Algorithm	Segment	$\mathbf{Yaw} \mathbf{Error} (\prime )$	Velocity Error (m/s)	Position Error (m)	Computing Time (s)
KF	Segment 1	0.5232	0.1043	74.5670	0.0467
	Segment 2	0.2386	0.1819	143.6689
STF	Segment 1	0.6629	0.0762	45.3782	0.0478
	Segment 2	0.1783	0.0967	116.5778
HRAKF	Segment 1	0.4132	0.0729	40.3082	0.0503
	Segment 2	0.2549	0.0966	124.4007
VBAKF	Segment 1	0.4514	0.0722	50.3451	0.0480
	Segment 2	0.1752	0.1014	120.0570
OD-RSTKF	Segment 1	0.6997	0.0673	47.1850	0.0520
	Segment 2	0.1918	0.0974	130.5579
SVR-VBAKF	Segment 1	0.4166	0.0617	29.9567	0.0528
	Segment 2	0.1812	0.0819	105.1596

It can be seen from the above navigation error results that in some time periods, the traditional Kalman filter shows a step trend, this is because the DVL is prone to outliers in the measurement process, which leads to poor robustness of the integrated navigation system, and at the same time, due to the influence of process noise and measurement noise, the effect of the integrated navigation is also deteriorated. Compared with the filter based on Variational Bayes principle and strong tracking filter, the method proposed in this paper has better robustness and adaptability. Compared with HRAKF and OD-RSTKF method, Process external sensor information directly in use, taking advantage of the small sample data training of the SVR algorithm, and adapting the threshold value through the statistical principle, the effective prediction of sensor information is realized.

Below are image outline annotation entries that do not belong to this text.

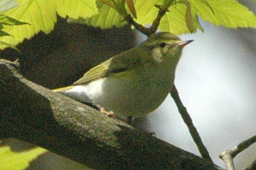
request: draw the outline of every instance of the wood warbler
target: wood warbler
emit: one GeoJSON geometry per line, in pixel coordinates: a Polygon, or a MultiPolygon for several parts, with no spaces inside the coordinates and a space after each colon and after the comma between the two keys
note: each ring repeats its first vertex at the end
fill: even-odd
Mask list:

At the same time, no other methods are introduced in the filtering framework, which avoids complex operations inside the filter, improves the stability of the filter, and hardly produces errors caused by inaccurate matrix decomposition. Especially in the case of obvious outlier processing, it has stronger advantages.

5. Conclusions

In this paper, in order to effectively improve the adaptability and robustness of the SINS/DVL integrated navigation system filter, an adaptive filtering method based on support vector regression assistance (SVR-VBAKF) is studied. This method considers the robustness and adaptive processing methods of the integrated navigation system separately. Firstly, by processing the external measurement information, the original filtering framework is changed, which effectively improves the robustness and stability of the filter. At the same time, an adaptive filter based on Variational Bayesian method that can deal with imprecise process and measurement noise is used to deal with thick-tailed noise to improve the adaptiveness of the filter. This method also has certain robustness, but the processing effect on outliers is poor. Therefore, the role of the adaptive filter can be better played after removing outliers by external means. Compared with several existing algorithms, the method proposed in this paper has stronger robustness and adaptability when the motion carrier has obvious outlier changes, and has higher navigation accuracy, which is proved by simulation and on-board experimental tests. Further work will focus on the practical application of underwater vehicles and the short-term failure of the DVL signal.